Now, you might look at the two conceptions of modernity laid out by Jauss and say, well, these are kind of mutually exclusive. Either we’re attending to the chronological breakages between historical periods, or we’re sort of isolating out one period and finding some ancient moment for it to stand on the shoulders of.
So of course Jameson is going to say that this is actually one thing viewed two ways: “When we look at the opposition [of cyclical and typological modernity] more closely, its two poles seem to vanish into one another; and the cyclical proves to be fully as typological, in this sense, as the typological is cyclical” (21)
Okay! Well then how about you reformulate it for us in another, less evident way:
The distinction is therefore to be reformulated in another, less evident way: In reality, it involves a kind of Gestalt alternation between two forms of perception of the same object, the same moment in historical time. Is seems to me that the first perceptual organization (the one identified as ‘cyclical’) is better described as an awareness of history invested in the feeling of a radical break; the ‘typological’ form consists rather in the attention to a whole period, and the sense that our (’modern’) period is somehow analogous to this or that period in the past.
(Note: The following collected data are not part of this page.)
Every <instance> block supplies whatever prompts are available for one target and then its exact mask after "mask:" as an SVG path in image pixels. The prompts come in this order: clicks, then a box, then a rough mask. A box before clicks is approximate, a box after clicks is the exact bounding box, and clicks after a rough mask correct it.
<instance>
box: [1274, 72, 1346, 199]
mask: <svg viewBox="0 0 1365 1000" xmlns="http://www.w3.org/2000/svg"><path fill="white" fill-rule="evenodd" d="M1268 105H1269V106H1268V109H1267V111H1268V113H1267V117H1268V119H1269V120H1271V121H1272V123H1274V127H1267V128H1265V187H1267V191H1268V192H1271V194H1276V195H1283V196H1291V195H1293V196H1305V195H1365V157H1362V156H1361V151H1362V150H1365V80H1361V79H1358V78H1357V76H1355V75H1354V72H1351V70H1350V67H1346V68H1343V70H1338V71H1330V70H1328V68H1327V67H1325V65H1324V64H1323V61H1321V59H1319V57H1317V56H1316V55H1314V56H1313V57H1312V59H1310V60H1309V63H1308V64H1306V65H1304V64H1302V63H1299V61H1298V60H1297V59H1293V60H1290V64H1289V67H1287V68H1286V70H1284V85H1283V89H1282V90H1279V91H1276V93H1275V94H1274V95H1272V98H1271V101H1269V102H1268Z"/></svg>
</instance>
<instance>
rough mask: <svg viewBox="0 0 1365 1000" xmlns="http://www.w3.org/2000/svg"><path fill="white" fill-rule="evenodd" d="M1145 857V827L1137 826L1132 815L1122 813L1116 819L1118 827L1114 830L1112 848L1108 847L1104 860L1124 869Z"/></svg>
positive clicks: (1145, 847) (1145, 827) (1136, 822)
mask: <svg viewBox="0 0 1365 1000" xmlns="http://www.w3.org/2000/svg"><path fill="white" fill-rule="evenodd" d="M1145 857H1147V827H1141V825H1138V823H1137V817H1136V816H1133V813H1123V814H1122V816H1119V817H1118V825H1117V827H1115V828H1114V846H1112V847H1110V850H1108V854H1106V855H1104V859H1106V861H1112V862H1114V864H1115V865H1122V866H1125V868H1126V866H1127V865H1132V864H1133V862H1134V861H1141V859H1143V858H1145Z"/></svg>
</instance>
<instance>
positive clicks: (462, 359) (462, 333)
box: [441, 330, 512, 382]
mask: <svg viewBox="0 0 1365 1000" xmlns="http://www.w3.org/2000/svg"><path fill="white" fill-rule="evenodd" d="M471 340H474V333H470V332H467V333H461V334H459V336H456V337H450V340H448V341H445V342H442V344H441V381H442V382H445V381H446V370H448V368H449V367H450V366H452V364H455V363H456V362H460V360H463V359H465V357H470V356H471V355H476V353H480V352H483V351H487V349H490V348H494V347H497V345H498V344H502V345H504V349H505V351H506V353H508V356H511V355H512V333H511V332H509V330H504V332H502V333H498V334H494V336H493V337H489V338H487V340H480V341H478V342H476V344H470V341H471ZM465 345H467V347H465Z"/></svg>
A shift of attention must be registered in passing from one perspective to the other, however complementary they may seem to be: to feel our own moment as a whole new period in its own right is not exactly the same as focusing on the dramatic way in which its originality is set off against an immediate past. (21)
This, to me, does not feel hugely different to the stuff I quoted from Jauss, and to be honest this wouldn’t be the first time in this newsletter where we’ve encountered Jameson essentially borrowing a nice bit of thinking from someone else only to add his own baroque “reformulation” that isn’t actually all that immediately clarifying. Not to get too far ahead of ourselves here, but you may already see in these two operations something like the tendency toward “grand narrative” that we’ve already talked about previously as a defining characteristic of Modernism. To add my own possibly non-clarifying reformulation here, we can also see in these cyclical and typological modernities a kind of analog for two great Jamesonian terms, “metonymy and metaphor,” which are going to become really important to us as we push deeper into the Poetics of Social Forms. But I can hear my kid waking up which means I should probably end here for now.